Quercetin induces protective autophagy and apoptosis through ER stress via the p-STAT3/Bcl-2 axis in ovarian cancer

• Published in: Apoptosis (London) Vol. 22; no. 4; pp. 544 - 557
• Main Authors: Liu, Y., Gong, W., Yang, Z. Y., Zhou, X. S., Gong, C., Zhang, T. R., Wei, X., Ma, D., Ye, F., Gao, Q. L.
• Format: Journal Article
• Language: English
• Published: New York Springer US 01.04.2017; Springer; Springer Nature B.V
• Subjects: Adenine - analogs & derivatives; Adenine - pharmacology; Animals; Antineoplastic Agents, Phytogenic - pharmacology; Antineoplastic Agents, Phytogenic - therapeutic use; Apoptosis; Apoptosis - drug effects; Apoptosis - physiology; Autophagy - drug effects; Autophagy - physiology; Biochemistry; Biomedical and Life Sciences; Biomedicine; Cancer; Cancer Research; Cell Biology; Cell Line, Tumor; Chemotherapy; Cytotoxicity; Development and progression; Drug resistance; Endoplasmic Reticulum Stress - drug effects; Ethylenediaminetetraacetic acid; Female; Humans; Medical research; Medicine, Experimental; Mice; Mice, Inbred NOD; Mice, Nude; Mice, SCID; Neoplasm Proteins - physiology; Oncology; Original Paper; Ovarian cancer; Ovarian Neoplasms - pathology; Quercetin - pharmacology; Quercetin - therapeutic use; Random Allocation; RNA, Small Interfering - genetics; Signal Transduction - drug effects; Signal Transduction - physiology; Specific Pathogen-Free Organisms; STAT3 Transcription Factor - physiology; Taurochenodeoxycholic Acid - pharmacology; Tumor Stem Cell Assay; Virology; Xenograft Model Antitumor Assays; ER stress; Qu; Autophagy; p-STAT3/Bcl-2 axis; Ovarian cancer
• ISSN: 1360-8185; 1573-675X
• DOI: 10.1007/s10495-016-1334-2

Quercetin (3,3′,4′,5,7-pentahydroxyflavone, Qu) is a promising cancer chemo-preventive agent for various cancers because it inhibits disease progression and promotes apoptotic cell death. In our previous study, we demonstrated that Qu could evoke ER stress to enhance drug cytotoxicity in ovarian cancer (OC). However, Qu-induced ER stress in OC is still poorly understood.

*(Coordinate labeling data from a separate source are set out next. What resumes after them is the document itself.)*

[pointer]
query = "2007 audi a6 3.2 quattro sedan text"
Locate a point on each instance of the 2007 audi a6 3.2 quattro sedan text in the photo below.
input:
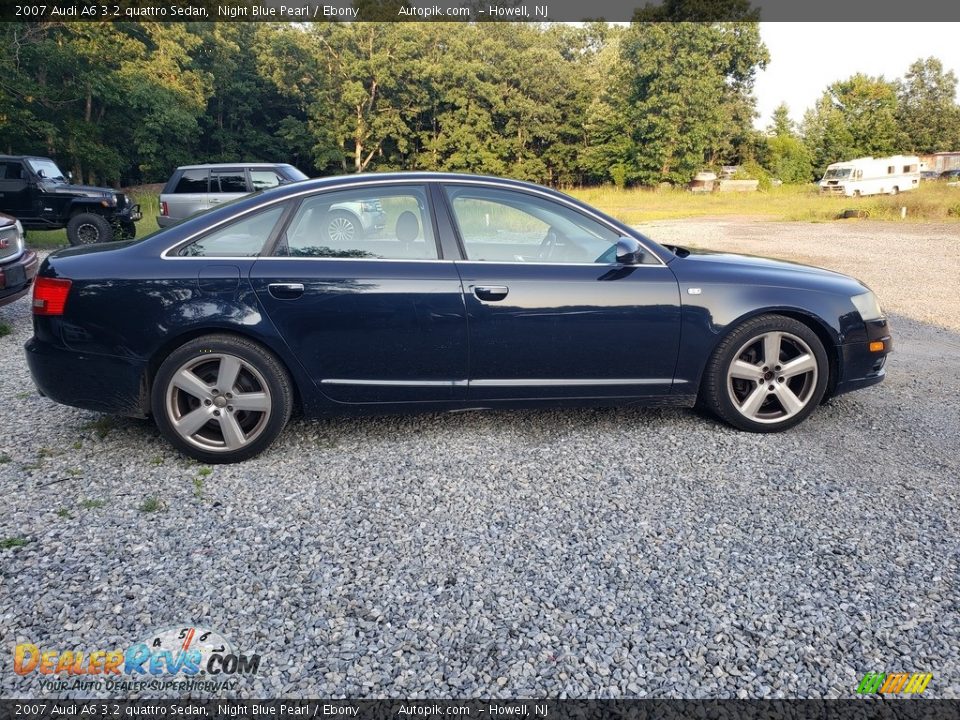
(474, 292)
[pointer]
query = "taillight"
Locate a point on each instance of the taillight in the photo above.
(50, 295)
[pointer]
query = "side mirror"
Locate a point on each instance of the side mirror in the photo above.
(629, 251)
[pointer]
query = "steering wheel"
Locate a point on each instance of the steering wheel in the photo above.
(547, 245)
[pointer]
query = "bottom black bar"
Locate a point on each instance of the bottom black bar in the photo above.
(868, 708)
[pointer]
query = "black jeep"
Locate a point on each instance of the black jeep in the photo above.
(33, 190)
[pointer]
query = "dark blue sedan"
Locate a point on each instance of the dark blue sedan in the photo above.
(476, 292)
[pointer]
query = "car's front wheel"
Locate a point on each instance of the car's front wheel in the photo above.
(88, 228)
(768, 375)
(221, 398)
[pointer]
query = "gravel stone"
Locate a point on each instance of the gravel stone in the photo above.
(571, 553)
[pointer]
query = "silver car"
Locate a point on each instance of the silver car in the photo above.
(194, 188)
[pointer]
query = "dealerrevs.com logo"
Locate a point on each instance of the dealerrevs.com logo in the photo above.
(894, 683)
(183, 658)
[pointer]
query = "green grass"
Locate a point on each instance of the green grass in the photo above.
(930, 202)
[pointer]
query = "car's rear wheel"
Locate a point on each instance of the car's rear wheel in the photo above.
(88, 228)
(221, 398)
(768, 375)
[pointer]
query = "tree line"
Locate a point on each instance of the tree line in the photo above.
(652, 102)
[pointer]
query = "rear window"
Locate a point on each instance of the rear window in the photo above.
(192, 181)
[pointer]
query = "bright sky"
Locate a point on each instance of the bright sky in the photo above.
(806, 57)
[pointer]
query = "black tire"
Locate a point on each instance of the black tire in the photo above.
(88, 228)
(260, 379)
(340, 226)
(732, 398)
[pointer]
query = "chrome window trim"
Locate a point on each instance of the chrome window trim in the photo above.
(508, 382)
(394, 181)
(396, 383)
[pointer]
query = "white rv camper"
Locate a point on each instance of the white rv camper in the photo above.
(872, 176)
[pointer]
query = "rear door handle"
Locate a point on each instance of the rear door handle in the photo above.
(491, 293)
(285, 291)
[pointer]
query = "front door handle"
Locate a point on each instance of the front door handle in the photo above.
(285, 291)
(491, 293)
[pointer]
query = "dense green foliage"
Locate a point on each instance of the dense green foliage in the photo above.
(652, 102)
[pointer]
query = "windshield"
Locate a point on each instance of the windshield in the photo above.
(47, 169)
(835, 173)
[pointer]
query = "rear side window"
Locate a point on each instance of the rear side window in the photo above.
(192, 181)
(228, 181)
(243, 238)
(264, 179)
(387, 223)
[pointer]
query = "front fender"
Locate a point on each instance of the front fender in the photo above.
(709, 317)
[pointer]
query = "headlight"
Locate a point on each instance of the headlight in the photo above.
(867, 305)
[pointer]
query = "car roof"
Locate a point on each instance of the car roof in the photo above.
(413, 176)
(208, 166)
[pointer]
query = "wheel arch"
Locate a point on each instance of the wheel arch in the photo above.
(172, 343)
(820, 328)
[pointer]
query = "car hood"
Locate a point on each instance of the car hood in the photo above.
(733, 267)
(757, 261)
(81, 190)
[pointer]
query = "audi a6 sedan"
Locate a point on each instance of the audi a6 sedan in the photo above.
(477, 292)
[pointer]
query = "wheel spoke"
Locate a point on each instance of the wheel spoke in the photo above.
(257, 402)
(751, 405)
(745, 371)
(192, 421)
(227, 375)
(233, 436)
(771, 348)
(790, 402)
(190, 383)
(799, 366)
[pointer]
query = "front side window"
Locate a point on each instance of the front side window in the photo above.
(11, 170)
(242, 238)
(386, 223)
(505, 226)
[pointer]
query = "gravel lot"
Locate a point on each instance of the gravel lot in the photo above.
(580, 553)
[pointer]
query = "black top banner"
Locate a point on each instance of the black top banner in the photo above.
(875, 708)
(486, 11)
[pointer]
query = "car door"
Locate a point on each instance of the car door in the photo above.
(550, 311)
(358, 289)
(16, 197)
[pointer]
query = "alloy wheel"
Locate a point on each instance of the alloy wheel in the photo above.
(773, 377)
(218, 402)
(341, 229)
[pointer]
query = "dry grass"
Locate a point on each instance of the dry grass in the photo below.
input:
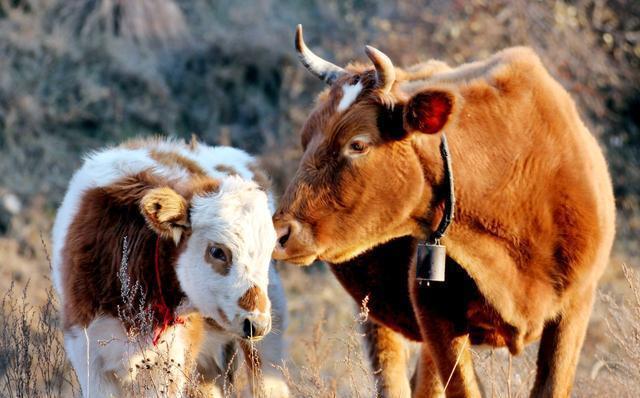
(326, 357)
(77, 75)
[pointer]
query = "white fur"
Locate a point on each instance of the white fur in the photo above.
(238, 216)
(349, 95)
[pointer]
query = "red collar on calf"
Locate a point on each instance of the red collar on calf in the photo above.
(166, 316)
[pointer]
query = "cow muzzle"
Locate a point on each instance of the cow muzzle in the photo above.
(295, 242)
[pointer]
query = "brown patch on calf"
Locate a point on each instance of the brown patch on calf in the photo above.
(166, 212)
(173, 159)
(228, 170)
(254, 299)
(93, 252)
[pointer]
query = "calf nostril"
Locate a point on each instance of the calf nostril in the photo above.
(248, 328)
(284, 235)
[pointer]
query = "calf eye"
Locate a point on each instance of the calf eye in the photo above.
(218, 254)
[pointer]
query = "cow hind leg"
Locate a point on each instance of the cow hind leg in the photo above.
(560, 347)
(388, 356)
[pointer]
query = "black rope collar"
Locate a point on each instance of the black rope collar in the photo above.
(430, 255)
(450, 197)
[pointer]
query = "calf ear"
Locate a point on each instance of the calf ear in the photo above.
(428, 111)
(166, 212)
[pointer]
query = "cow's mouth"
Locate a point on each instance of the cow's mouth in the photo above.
(304, 259)
(215, 325)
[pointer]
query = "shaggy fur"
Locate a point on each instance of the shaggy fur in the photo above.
(533, 227)
(165, 193)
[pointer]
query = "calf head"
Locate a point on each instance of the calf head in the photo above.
(365, 176)
(226, 238)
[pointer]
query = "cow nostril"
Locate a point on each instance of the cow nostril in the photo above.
(248, 328)
(285, 233)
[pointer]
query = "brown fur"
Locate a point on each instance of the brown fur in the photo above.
(172, 159)
(253, 299)
(92, 253)
(227, 170)
(534, 221)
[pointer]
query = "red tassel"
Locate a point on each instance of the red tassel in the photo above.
(167, 318)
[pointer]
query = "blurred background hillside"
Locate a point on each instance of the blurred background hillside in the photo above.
(76, 75)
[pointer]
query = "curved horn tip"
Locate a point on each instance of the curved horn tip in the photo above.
(299, 42)
(377, 56)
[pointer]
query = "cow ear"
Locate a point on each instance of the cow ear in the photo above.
(428, 111)
(166, 212)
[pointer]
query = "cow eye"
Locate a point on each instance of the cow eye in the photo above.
(218, 254)
(358, 145)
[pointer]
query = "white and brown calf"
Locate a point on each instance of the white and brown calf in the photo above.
(188, 227)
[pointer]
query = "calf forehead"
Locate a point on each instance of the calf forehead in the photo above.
(237, 215)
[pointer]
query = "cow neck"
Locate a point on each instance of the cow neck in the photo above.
(449, 197)
(430, 255)
(165, 315)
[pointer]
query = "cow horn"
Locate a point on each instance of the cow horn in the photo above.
(325, 70)
(385, 72)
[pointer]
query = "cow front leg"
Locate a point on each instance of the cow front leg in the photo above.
(560, 347)
(451, 354)
(389, 357)
(427, 380)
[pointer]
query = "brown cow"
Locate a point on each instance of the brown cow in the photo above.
(533, 226)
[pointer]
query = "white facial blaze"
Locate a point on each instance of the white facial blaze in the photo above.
(237, 216)
(349, 95)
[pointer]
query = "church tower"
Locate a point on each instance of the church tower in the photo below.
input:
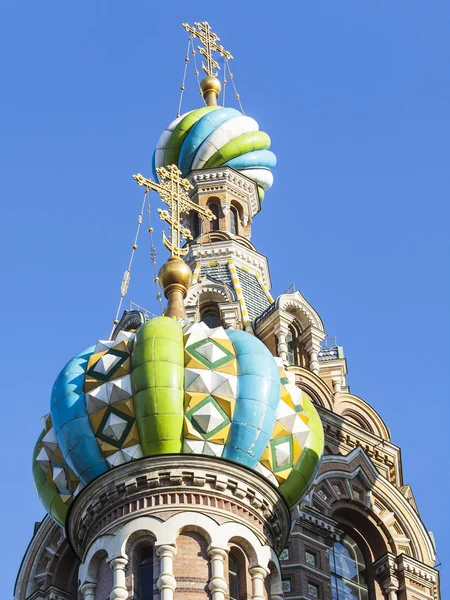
(216, 452)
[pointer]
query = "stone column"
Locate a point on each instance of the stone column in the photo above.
(217, 584)
(87, 590)
(281, 333)
(258, 576)
(119, 591)
(166, 581)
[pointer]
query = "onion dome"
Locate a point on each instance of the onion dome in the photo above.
(173, 389)
(213, 136)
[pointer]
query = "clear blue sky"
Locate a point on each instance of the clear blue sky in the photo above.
(355, 95)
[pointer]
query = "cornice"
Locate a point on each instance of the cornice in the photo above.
(213, 180)
(154, 486)
(222, 251)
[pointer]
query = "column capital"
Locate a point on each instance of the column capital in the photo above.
(118, 562)
(217, 551)
(88, 588)
(166, 550)
(258, 570)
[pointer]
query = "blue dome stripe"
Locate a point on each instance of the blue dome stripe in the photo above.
(198, 134)
(71, 421)
(155, 174)
(258, 394)
(262, 159)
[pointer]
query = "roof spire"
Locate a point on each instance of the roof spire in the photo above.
(175, 275)
(210, 85)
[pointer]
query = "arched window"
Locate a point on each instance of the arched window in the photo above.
(195, 226)
(145, 574)
(348, 571)
(290, 348)
(211, 318)
(233, 578)
(214, 224)
(234, 223)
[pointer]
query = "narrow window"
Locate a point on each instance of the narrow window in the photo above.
(290, 346)
(234, 228)
(195, 226)
(233, 578)
(348, 571)
(214, 224)
(211, 319)
(145, 574)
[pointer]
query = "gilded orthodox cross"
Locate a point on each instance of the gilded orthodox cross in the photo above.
(209, 40)
(173, 190)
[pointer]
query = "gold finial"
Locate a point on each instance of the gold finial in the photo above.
(175, 275)
(210, 85)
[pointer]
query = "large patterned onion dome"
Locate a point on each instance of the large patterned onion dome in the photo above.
(213, 136)
(169, 389)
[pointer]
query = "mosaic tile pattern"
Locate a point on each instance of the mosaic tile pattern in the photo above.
(256, 299)
(292, 456)
(175, 388)
(210, 383)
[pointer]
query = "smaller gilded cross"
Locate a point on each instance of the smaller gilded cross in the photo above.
(173, 190)
(209, 40)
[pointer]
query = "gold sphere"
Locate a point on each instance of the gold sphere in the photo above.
(175, 274)
(211, 88)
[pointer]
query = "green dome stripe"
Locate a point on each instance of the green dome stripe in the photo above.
(248, 142)
(180, 132)
(157, 380)
(261, 193)
(47, 492)
(303, 473)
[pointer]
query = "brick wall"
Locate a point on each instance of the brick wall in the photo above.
(191, 567)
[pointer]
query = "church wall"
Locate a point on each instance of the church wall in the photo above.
(191, 567)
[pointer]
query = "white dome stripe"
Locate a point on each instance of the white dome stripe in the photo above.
(163, 141)
(228, 131)
(262, 177)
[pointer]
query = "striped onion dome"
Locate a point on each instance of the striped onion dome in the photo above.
(169, 389)
(213, 136)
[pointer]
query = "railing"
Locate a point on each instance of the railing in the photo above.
(147, 313)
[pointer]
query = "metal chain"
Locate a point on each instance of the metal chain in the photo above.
(127, 275)
(186, 62)
(153, 255)
(238, 98)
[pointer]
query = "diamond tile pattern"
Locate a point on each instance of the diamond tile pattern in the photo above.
(255, 297)
(210, 389)
(291, 431)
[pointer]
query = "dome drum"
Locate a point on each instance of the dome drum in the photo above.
(174, 389)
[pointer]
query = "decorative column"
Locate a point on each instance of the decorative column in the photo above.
(166, 581)
(217, 584)
(88, 590)
(386, 571)
(258, 576)
(119, 591)
(337, 387)
(281, 332)
(311, 339)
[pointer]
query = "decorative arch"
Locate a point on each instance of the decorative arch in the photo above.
(351, 490)
(314, 386)
(296, 305)
(355, 409)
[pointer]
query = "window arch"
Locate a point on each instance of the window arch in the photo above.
(234, 577)
(195, 225)
(145, 574)
(234, 220)
(211, 318)
(348, 571)
(214, 208)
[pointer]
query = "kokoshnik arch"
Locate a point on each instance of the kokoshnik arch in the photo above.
(216, 451)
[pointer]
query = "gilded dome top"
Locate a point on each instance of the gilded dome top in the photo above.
(213, 136)
(169, 389)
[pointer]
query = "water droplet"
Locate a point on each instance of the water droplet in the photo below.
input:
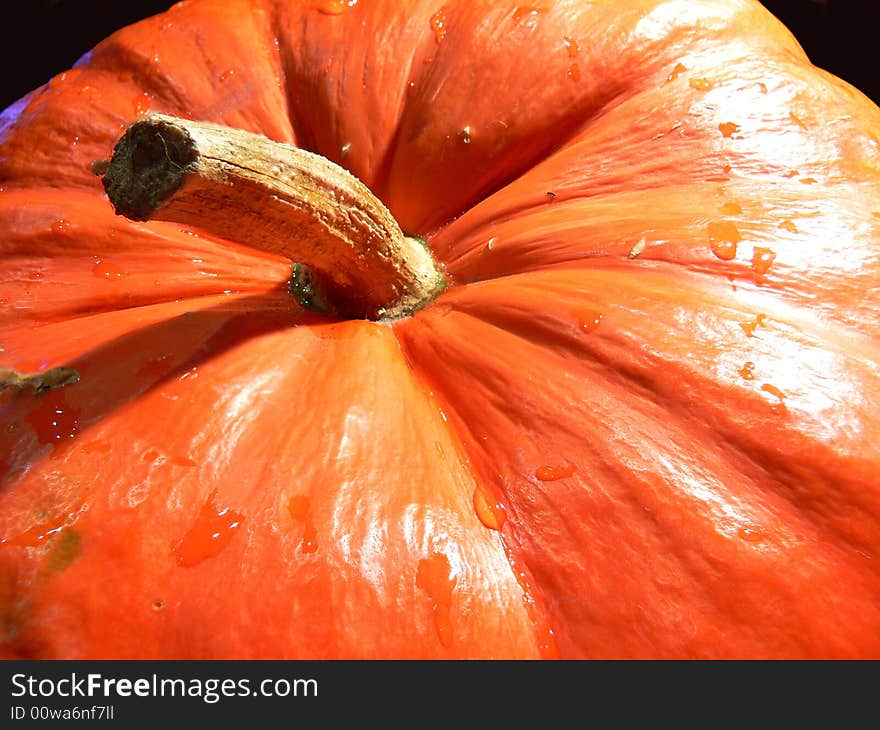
(779, 406)
(747, 371)
(731, 209)
(300, 509)
(749, 535)
(724, 236)
(590, 323)
(212, 531)
(434, 576)
(750, 327)
(438, 25)
(489, 511)
(639, 247)
(37, 535)
(554, 473)
(762, 260)
(335, 7)
(54, 420)
(141, 103)
(797, 120)
(106, 270)
(679, 69)
(527, 13)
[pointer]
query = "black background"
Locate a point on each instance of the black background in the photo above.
(48, 36)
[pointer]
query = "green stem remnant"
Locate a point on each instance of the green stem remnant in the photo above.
(277, 198)
(37, 382)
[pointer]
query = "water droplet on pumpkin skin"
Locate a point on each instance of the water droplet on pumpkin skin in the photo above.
(489, 511)
(300, 508)
(61, 227)
(54, 421)
(797, 120)
(747, 371)
(434, 576)
(589, 323)
(724, 236)
(141, 103)
(679, 69)
(212, 531)
(779, 406)
(528, 13)
(762, 260)
(750, 327)
(749, 535)
(105, 270)
(37, 535)
(438, 25)
(554, 473)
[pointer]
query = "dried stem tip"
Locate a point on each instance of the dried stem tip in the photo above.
(277, 198)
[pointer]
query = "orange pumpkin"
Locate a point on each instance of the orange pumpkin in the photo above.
(639, 422)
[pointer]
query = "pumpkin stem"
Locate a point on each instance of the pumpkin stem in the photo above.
(277, 198)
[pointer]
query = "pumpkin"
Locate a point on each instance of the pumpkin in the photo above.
(639, 421)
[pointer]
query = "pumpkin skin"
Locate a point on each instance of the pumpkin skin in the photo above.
(639, 424)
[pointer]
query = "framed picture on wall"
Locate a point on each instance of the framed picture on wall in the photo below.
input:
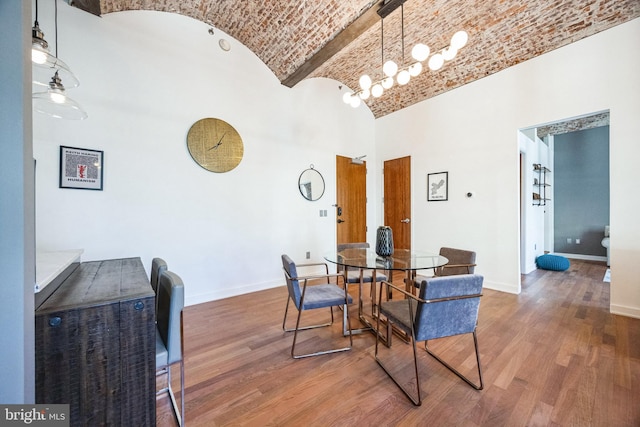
(437, 186)
(81, 168)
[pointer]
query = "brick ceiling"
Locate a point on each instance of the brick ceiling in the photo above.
(286, 35)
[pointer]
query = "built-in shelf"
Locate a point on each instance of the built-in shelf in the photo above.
(541, 186)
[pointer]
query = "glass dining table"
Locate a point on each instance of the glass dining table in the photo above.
(406, 260)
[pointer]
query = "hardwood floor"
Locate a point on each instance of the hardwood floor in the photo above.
(551, 356)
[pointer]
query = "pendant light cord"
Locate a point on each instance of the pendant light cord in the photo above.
(402, 26)
(382, 39)
(56, 26)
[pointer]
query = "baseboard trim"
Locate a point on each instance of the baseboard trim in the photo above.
(582, 257)
(232, 292)
(625, 311)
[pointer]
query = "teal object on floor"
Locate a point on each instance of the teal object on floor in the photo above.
(552, 262)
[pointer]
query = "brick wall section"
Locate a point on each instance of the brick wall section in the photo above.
(286, 33)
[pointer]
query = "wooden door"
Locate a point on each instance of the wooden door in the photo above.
(397, 200)
(351, 194)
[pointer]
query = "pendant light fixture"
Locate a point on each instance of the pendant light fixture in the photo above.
(402, 74)
(54, 101)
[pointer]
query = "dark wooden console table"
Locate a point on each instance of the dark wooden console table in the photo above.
(95, 345)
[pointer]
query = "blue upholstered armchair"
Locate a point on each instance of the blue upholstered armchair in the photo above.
(447, 306)
(311, 295)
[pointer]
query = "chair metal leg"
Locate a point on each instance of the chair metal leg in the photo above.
(416, 401)
(479, 386)
(304, 327)
(345, 319)
(179, 414)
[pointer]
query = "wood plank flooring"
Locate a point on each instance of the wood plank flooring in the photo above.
(551, 356)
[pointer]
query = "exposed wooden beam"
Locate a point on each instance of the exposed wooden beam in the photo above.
(365, 21)
(91, 6)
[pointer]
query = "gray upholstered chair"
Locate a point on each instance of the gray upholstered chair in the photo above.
(169, 340)
(311, 295)
(360, 275)
(158, 265)
(447, 306)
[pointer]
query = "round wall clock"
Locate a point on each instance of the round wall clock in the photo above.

Here, we demonstrated that Qu evoked ER stress to involve in mitochondria apoptosis pathway via the p-STAT3/Bcl-2 axis in OC cell lines and in primary OC cells. Unexpectedly, inhibition of ER stress did not reverse Qu-induced cell death. Further functional studies revealed that Qu-induced ER stress could activate protective autophagy concomitantly by activating the p-STAT3/Bcl-2 axis in this process. Moreover, the autophagy scavenger 3-MA was shown to enhance Qu’s anticancer effects in an ovarian cancer mice xenograft model. These findings revealed a novel role of ER stress as a “double edge sword” participating in Qu-induced apoptosis of OC and might provide a new angle to consider in clinical studies of biological modifiers that may circumvent drug resistance in patients by targeting protective autophagy pathways.